La bonne réputation du Canada à l'étranger fait en sorte que ses ambassades, ses consulats et d'autres représentations diplomatiques sont souvent bien situés et, surtout, moins surveillés que ceux des États-Unis.

« La NSA et le CSTC coopèrent en ciblant une vingtaine de pays hautement prioritaires », peut-on lire dans le document. Certains de ces pays sont des partenaires commerciaux du Canada. 

Cela donne au Canada un excellent accès à certaines sources de renseignements, alléchantes pour les alliés.

Un ancien responsable de la NSA, Thomas Drake, affirme qu'il n'y a rien de surprenant dans le fait que le Canada acquiesce aux demandes de l'agence américaine. « C'est le cas depuis des années, affirme M. Drake. Il n'y a qu'à penser à certaines ententes, ou à certaines relations, maintenues par Ottawa à l'étranger et dont les États-Unis ne disposent pas. Par ces ententes et ces relations, devinez ce qui peut être mené? Des opérations de surveillance ou de cueillette de données. »

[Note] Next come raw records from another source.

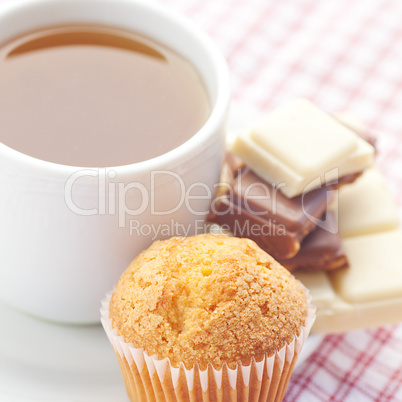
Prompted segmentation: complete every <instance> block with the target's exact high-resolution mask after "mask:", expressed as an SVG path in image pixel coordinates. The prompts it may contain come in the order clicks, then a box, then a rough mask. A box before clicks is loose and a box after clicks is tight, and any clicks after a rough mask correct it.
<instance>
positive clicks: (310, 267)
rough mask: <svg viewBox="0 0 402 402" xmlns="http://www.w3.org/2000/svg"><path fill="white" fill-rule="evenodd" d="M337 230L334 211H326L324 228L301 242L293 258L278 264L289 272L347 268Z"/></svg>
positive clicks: (281, 259)
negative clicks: (346, 267) (285, 267)
mask: <svg viewBox="0 0 402 402" xmlns="http://www.w3.org/2000/svg"><path fill="white" fill-rule="evenodd" d="M337 228H338V224H337V221H336V215H335V213H334V211H327V213H326V220H325V228H324V227H317V229H315V230H314V231H313V232H311V233H310V234H309V235H308V236H307V237H306V238H305V239H304V240H303V242H302V244H301V247H300V251H299V252H298V253H297V254H296V255H295V256H294V257H292V258H290V259H279V260H278V262H279V263H280V264H282V265H283V266H284V267H286V268H287V269H288V270H289V271H296V270H303V271H330V270H333V269H338V268H346V267H348V266H349V264H348V259H347V257H346V254H345V251H344V249H343V246H342V239H341V236H340V234H339V232H338V231H337Z"/></svg>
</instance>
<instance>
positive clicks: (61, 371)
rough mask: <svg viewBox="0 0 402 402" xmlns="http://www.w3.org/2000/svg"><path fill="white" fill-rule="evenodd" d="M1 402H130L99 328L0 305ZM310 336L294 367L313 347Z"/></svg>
mask: <svg viewBox="0 0 402 402" xmlns="http://www.w3.org/2000/svg"><path fill="white" fill-rule="evenodd" d="M0 322H1V332H0V401H2V402H3V401H4V402H33V401H35V402H39V401H40V402H45V401H46V402H72V401H74V402H110V401H113V402H128V398H127V395H126V391H125V388H124V384H123V380H122V376H121V374H120V369H119V366H118V364H117V360H116V357H115V355H114V352H113V350H112V348H111V346H110V344H109V341H108V339H107V337H106V335H105V333H104V331H103V328H102V327H101V326H100V325H98V326H66V325H58V324H52V323H49V322H45V321H40V320H38V319H36V318H32V317H30V316H27V315H25V314H23V313H20V312H19V311H16V310H14V309H12V308H10V307H8V306H6V305H4V304H3V303H2V302H0ZM322 338H323V336H322V335H310V337H309V338H308V339H307V342H306V344H305V346H304V348H303V350H302V353H301V355H300V357H299V360H298V362H297V367H299V366H300V365H301V364H302V362H303V361H304V360H305V359H307V357H308V356H309V355H310V354H311V353H312V352H313V351H314V350H315V349H316V348H317V346H318V345H319V343H320V342H321V340H322Z"/></svg>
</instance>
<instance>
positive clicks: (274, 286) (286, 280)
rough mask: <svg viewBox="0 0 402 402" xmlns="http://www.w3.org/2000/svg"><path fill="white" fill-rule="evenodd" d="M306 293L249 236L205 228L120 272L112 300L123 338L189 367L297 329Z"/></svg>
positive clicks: (295, 331)
mask: <svg viewBox="0 0 402 402" xmlns="http://www.w3.org/2000/svg"><path fill="white" fill-rule="evenodd" d="M307 308H308V306H307V300H306V295H305V292H304V290H303V289H302V287H301V286H300V284H299V283H298V282H297V281H296V280H295V279H294V278H293V276H292V275H291V274H290V273H289V272H288V271H287V270H286V269H285V268H283V267H282V266H281V265H280V264H279V263H277V262H276V261H275V260H274V259H273V258H272V257H271V256H270V255H268V254H267V253H265V252H264V251H263V250H261V249H260V248H259V247H258V246H257V245H256V244H255V243H254V242H253V241H251V240H248V239H239V238H235V237H227V236H223V235H213V234H205V235H198V236H193V237H188V238H183V237H173V238H171V239H169V240H165V241H157V242H155V243H154V244H152V246H151V247H150V248H149V249H147V250H145V251H143V252H142V253H141V254H140V255H139V256H138V257H137V258H135V259H134V261H133V262H132V263H131V264H130V266H129V267H128V269H127V270H126V271H125V272H124V273H123V275H122V276H121V278H120V280H119V282H118V284H117V286H116V288H115V290H114V292H113V295H112V299H111V302H110V318H111V319H112V325H113V327H114V328H117V330H118V333H119V335H123V337H124V340H125V342H128V343H133V344H134V345H135V347H137V348H144V350H145V351H146V352H147V353H148V355H153V354H157V356H158V358H160V359H162V358H165V357H169V359H170V361H171V363H172V365H173V366H175V367H178V365H179V363H180V362H183V363H184V364H185V366H186V367H187V368H191V367H192V366H193V365H194V364H195V363H198V364H199V366H200V368H201V369H205V367H206V365H207V364H208V362H210V363H212V364H213V365H214V367H215V368H217V369H218V368H220V367H221V365H222V364H223V363H224V362H226V363H228V364H229V366H232V365H233V364H235V363H236V362H238V361H241V362H242V363H243V364H248V363H249V362H250V359H251V357H255V358H256V359H257V360H259V358H262V356H263V354H265V353H267V354H268V355H272V354H273V353H274V352H275V351H276V350H279V349H280V348H281V347H283V346H284V345H285V343H289V342H291V341H292V339H293V338H294V337H295V336H296V335H297V334H298V333H299V329H300V327H301V326H302V325H303V324H304V322H305V318H306V316H307Z"/></svg>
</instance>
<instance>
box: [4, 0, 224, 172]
mask: <svg viewBox="0 0 402 402" xmlns="http://www.w3.org/2000/svg"><path fill="white" fill-rule="evenodd" d="M102 1H103V2H107V3H112V4H113V7H119V6H122V5H123V6H124V5H125V4H131V5H135V6H136V7H139V8H143V9H145V10H148V11H149V12H154V13H157V14H159V16H160V17H162V18H163V19H165V20H168V21H169V22H171V23H174V24H177V25H179V26H180V27H181V28H182V29H183V30H186V31H188V32H189V34H191V35H192V36H193V38H194V39H195V40H196V41H197V43H198V44H199V46H200V48H204V50H206V51H207V53H208V55H209V64H210V66H211V69H212V70H213V71H214V74H215V76H216V82H217V85H218V87H217V91H216V99H215V100H214V101H211V106H212V107H211V113H210V115H209V117H208V119H207V120H206V121H205V123H204V124H203V126H202V127H201V128H200V129H199V130H198V131H197V132H196V133H195V134H194V135H192V136H191V137H190V138H189V139H188V140H187V141H185V142H184V143H182V144H180V145H179V146H177V147H176V148H174V149H172V150H170V151H168V152H165V153H163V154H161V155H158V156H156V157H154V158H151V159H147V160H144V161H141V162H136V163H132V164H126V165H117V166H106V167H104V166H102V167H101V166H93V167H84V166H74V165H64V164H59V163H55V162H50V161H46V160H43V159H39V158H36V157H34V156H30V155H28V154H25V153H22V152H20V151H18V150H16V149H14V148H11V147H9V146H7V145H5V144H4V143H2V142H1V141H0V158H1V157H2V156H5V157H6V158H7V159H8V160H12V161H14V162H17V163H18V164H19V165H20V166H21V165H23V166H26V167H27V168H29V169H30V170H31V172H32V170H38V171H42V172H46V173H48V174H49V173H52V174H61V175H71V174H73V173H75V172H76V171H77V170H81V169H98V168H102V169H106V171H108V170H110V171H114V172H115V173H116V175H120V176H125V175H127V174H130V175H131V174H140V173H143V172H148V171H151V170H158V169H162V168H164V167H166V166H173V165H175V162H177V161H180V160H185V159H186V155H188V154H191V152H194V151H195V150H197V149H202V145H203V144H205V143H206V142H207V140H208V139H210V138H212V137H213V135H214V134H215V133H216V131H217V130H218V129H219V128H220V127H221V126H222V124H223V122H224V121H225V117H226V114H227V111H228V108H229V101H230V95H231V91H230V79H229V69H228V66H227V63H226V60H225V58H224V57H223V55H222V53H221V52H220V50H219V49H218V47H217V46H216V45H215V43H214V42H213V40H212V39H211V38H210V37H209V36H208V35H207V34H206V33H205V32H204V31H203V30H202V29H201V28H199V27H198V26H196V25H195V24H194V23H192V22H191V21H190V20H189V19H187V18H186V17H185V16H182V15H180V14H179V13H177V12H174V11H171V10H169V9H167V8H166V7H164V6H162V5H160V4H157V3H153V2H145V1H143V0H102ZM83 2H86V3H95V2H94V1H93V0H58V1H57V2H55V1H54V0H14V1H13V2H10V3H6V4H4V5H3V7H2V8H1V9H0V22H1V20H2V19H4V18H7V17H8V15H9V14H11V13H14V12H18V11H19V10H23V9H25V8H26V7H38V6H46V5H52V6H54V5H55V3H58V4H60V6H63V5H66V4H67V3H71V4H73V5H74V4H75V5H79V4H82V3H83ZM162 43H163V42H162ZM173 49H174V47H173ZM194 67H195V68H196V69H197V70H198V68H197V66H194ZM198 72H199V74H201V73H200V71H199V70H198Z"/></svg>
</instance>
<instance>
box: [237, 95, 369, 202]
mask: <svg viewBox="0 0 402 402" xmlns="http://www.w3.org/2000/svg"><path fill="white" fill-rule="evenodd" d="M230 150H231V151H232V152H234V153H235V154H237V155H238V156H239V157H240V158H241V159H242V160H243V161H244V162H245V163H246V164H247V165H249V166H250V167H251V168H252V169H253V170H254V171H255V172H256V173H257V174H258V175H259V176H261V177H262V178H263V179H265V180H266V181H269V182H271V183H274V184H279V183H286V186H283V187H281V191H282V192H283V193H284V194H285V195H286V196H287V197H294V196H296V195H299V194H301V193H303V192H304V191H307V190H311V189H313V188H315V187H320V186H322V185H324V184H325V183H328V182H330V181H333V180H336V179H338V178H339V177H341V176H344V175H346V174H350V173H356V172H358V171H361V170H363V169H365V168H366V167H368V166H370V165H372V164H373V161H374V148H373V147H372V146H371V145H370V144H368V143H367V142H365V141H364V140H362V139H361V138H359V137H358V136H357V135H356V134H355V133H354V132H353V131H352V130H350V129H349V128H347V127H345V126H344V125H342V124H341V123H339V122H338V121H337V120H336V119H334V118H333V117H331V116H330V115H328V114H326V113H325V112H323V111H321V110H320V109H319V108H317V107H316V106H314V105H313V104H312V103H310V102H309V101H307V100H304V99H300V100H296V101H293V102H291V103H289V104H287V105H285V106H283V107H281V108H279V109H277V110H275V111H274V112H272V113H271V114H269V115H268V116H266V117H265V118H264V119H263V120H261V122H260V123H259V124H257V125H256V126H255V127H254V128H253V129H251V130H249V131H248V132H247V133H244V134H242V135H240V136H238V137H237V138H236V139H235V140H234V141H233V143H232V144H231V147H230Z"/></svg>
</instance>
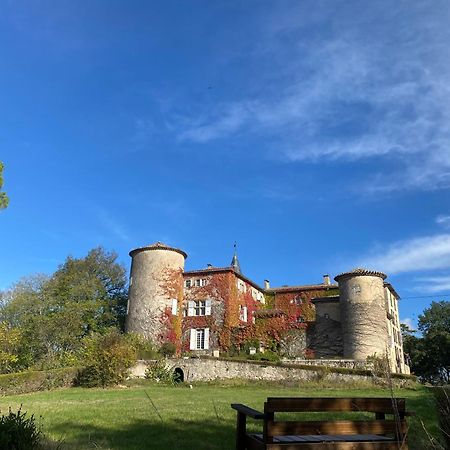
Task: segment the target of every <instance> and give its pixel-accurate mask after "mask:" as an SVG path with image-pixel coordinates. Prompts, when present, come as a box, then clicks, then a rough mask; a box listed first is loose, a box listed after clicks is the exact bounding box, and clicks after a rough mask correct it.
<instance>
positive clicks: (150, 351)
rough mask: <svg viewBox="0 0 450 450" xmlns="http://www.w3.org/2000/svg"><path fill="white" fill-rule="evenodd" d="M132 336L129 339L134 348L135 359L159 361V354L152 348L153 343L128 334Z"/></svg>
mask: <svg viewBox="0 0 450 450" xmlns="http://www.w3.org/2000/svg"><path fill="white" fill-rule="evenodd" d="M129 336H132V337H131V338H130V339H132V340H133V342H134V346H135V348H136V356H137V359H159V358H160V356H161V355H160V354H159V353H158V351H157V350H156V349H155V347H154V346H153V343H152V342H151V341H149V340H146V339H144V338H143V337H142V336H140V335H138V334H131V335H130V334H129Z"/></svg>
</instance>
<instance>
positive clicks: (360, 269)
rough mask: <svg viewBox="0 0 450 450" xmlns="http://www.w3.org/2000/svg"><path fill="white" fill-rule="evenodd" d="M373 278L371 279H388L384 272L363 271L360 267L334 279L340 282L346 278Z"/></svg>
mask: <svg viewBox="0 0 450 450" xmlns="http://www.w3.org/2000/svg"><path fill="white" fill-rule="evenodd" d="M364 275H366V276H371V277H380V278H381V279H383V280H384V279H385V278H386V276H387V275H386V274H385V273H383V272H378V271H376V270H368V269H363V268H361V267H358V268H356V269H353V270H350V271H349V272H344V273H340V274H339V275H336V276H335V277H334V279H335V280H336V281H339V279H341V278H345V277H355V276H356V277H357V276H364Z"/></svg>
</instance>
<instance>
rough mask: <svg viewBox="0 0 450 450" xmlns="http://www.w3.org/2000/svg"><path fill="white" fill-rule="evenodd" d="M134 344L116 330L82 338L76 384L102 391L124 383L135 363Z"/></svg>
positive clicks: (94, 333) (98, 333)
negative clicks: (123, 382)
mask: <svg viewBox="0 0 450 450" xmlns="http://www.w3.org/2000/svg"><path fill="white" fill-rule="evenodd" d="M137 344H138V339H136V337H135V336H133V335H131V334H127V335H124V334H121V333H120V332H119V330H118V329H117V328H110V329H109V330H105V333H104V334H99V333H94V334H92V335H91V336H89V337H88V338H86V340H85V346H84V349H83V351H82V356H83V361H84V368H83V370H82V371H81V372H80V373H79V375H78V380H77V382H78V384H79V385H81V386H86V387H96V386H101V387H106V386H111V385H114V384H119V383H121V382H122V381H124V380H125V379H126V377H127V375H128V369H129V368H130V367H131V366H132V365H133V363H134V362H135V361H136V357H137V354H136V346H137Z"/></svg>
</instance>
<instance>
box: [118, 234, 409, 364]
mask: <svg viewBox="0 0 450 450" xmlns="http://www.w3.org/2000/svg"><path fill="white" fill-rule="evenodd" d="M130 256H131V257H132V268H131V277H130V296H129V311H128V317H127V321H126V329H127V331H133V332H138V333H141V334H143V335H144V336H145V337H147V338H149V339H151V340H152V341H153V342H154V343H155V344H156V345H157V346H160V345H162V344H164V343H165V342H172V343H173V344H174V345H175V347H176V350H177V354H183V353H187V352H192V353H195V354H198V355H202V354H205V355H211V354H212V353H213V352H214V351H219V352H220V353H225V354H227V353H233V352H236V351H243V350H247V351H248V350H249V348H250V347H254V348H256V351H261V352H263V351H265V350H267V349H270V350H276V351H277V352H279V353H281V354H282V355H284V356H286V357H290V358H294V357H302V358H338V359H351V360H357V361H358V360H359V361H365V360H366V359H367V358H368V357H371V356H374V355H375V356H378V357H384V356H385V355H386V354H388V356H389V357H390V362H391V369H392V371H393V372H399V373H409V368H408V366H406V365H405V363H404V357H403V349H402V343H401V335H400V329H399V321H398V299H399V297H398V295H397V294H396V292H395V290H394V289H393V287H392V286H391V285H390V284H389V283H385V282H384V278H385V277H386V276H385V275H384V274H382V273H380V272H374V271H368V270H365V269H356V270H354V271H352V272H346V273H344V274H341V275H338V276H337V277H336V278H335V280H336V281H337V284H332V283H330V280H329V277H328V276H326V277H324V281H323V283H322V284H315V285H301V286H283V287H276V288H271V287H270V285H269V283H268V282H267V281H266V283H265V286H264V288H262V287H260V286H259V285H258V284H256V283H255V282H253V281H252V280H250V279H248V278H247V277H245V276H244V275H243V274H242V273H241V270H240V267H239V262H238V260H237V256H236V255H235V256H234V257H233V261H232V265H231V266H230V267H221V268H217V267H212V266H209V265H208V267H207V268H205V269H200V270H192V271H184V260H185V257H186V256H187V255H186V254H185V253H184V252H183V251H182V250H179V249H175V248H172V247H168V246H166V245H164V244H161V243H157V244H154V245H151V246H148V247H143V248H139V249H136V250H133V251H131V252H130Z"/></svg>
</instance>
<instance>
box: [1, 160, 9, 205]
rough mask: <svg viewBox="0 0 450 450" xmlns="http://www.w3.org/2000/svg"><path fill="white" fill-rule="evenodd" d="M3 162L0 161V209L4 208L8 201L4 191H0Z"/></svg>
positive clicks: (1, 184)
mask: <svg viewBox="0 0 450 450" xmlns="http://www.w3.org/2000/svg"><path fill="white" fill-rule="evenodd" d="M3 167H4V166H3V163H2V162H1V161H0V209H3V208H6V207H7V206H8V203H9V198H8V196H7V195H6V193H5V192H1V189H2V187H3Z"/></svg>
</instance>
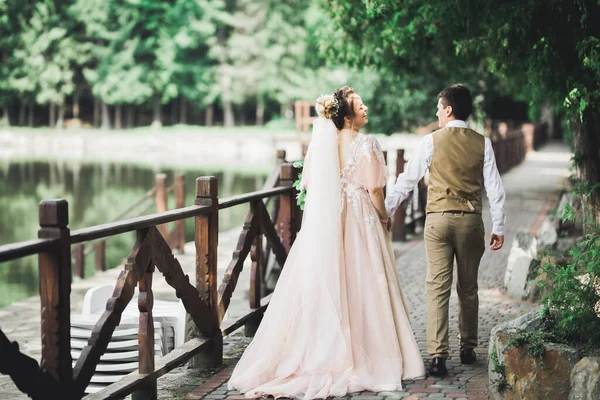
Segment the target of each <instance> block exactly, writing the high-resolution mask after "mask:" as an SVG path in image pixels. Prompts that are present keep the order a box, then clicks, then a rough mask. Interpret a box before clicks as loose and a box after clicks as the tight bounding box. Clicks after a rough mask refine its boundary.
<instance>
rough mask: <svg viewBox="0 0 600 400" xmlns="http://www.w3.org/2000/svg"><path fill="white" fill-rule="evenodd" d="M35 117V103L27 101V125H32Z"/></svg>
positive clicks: (33, 121)
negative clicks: (28, 105)
mask: <svg viewBox="0 0 600 400" xmlns="http://www.w3.org/2000/svg"><path fill="white" fill-rule="evenodd" d="M34 119H35V103H34V102H33V101H32V102H31V103H29V116H28V117H27V126H29V127H30V128H31V127H33V123H34Z"/></svg>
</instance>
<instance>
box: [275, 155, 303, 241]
mask: <svg viewBox="0 0 600 400" xmlns="http://www.w3.org/2000/svg"><path fill="white" fill-rule="evenodd" d="M297 179H298V171H297V170H296V169H295V168H294V166H293V165H292V164H289V163H285V164H281V169H280V175H279V185H280V186H287V187H292V184H293V183H294V182H295V181H296V180H297ZM299 211H300V209H299V207H298V206H297V204H296V190H292V191H291V192H290V193H285V194H282V195H280V196H279V212H278V214H277V222H276V227H275V228H276V229H277V233H278V234H279V238H280V239H281V243H282V244H283V246H284V247H285V250H286V251H288V252H289V251H290V248H291V247H292V244H293V243H294V240H295V239H296V233H297V232H298V230H299V228H300V227H299V224H298V220H299V218H298V217H299V216H298V214H299Z"/></svg>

Thomas Drake affirme qu'il a travaillé avec le CSTC pour divers projets, du temps où il faisait partie de la NSA, et qu'il a pu constater à quel point les Canadiens étaient « extraordinairement aptes ».

Toujours selon le document, la NSA et le CSTC coopèrent en ciblant une vingtaine de pays hautement prioritaires, dont certains sont des partenaires commerciaux du Canada. Pour ne pas compromettre les opérations et la sécurité des diplomates canadiens à l'étranger, Radio-Canada a choisi de ne pas mentionner les pays cités dans la note de service.

La note précise aussi que les deux agences collaborent depuis 1949 et qu'elles souhaitent renforcer et étendre les liens, dans l'avenir.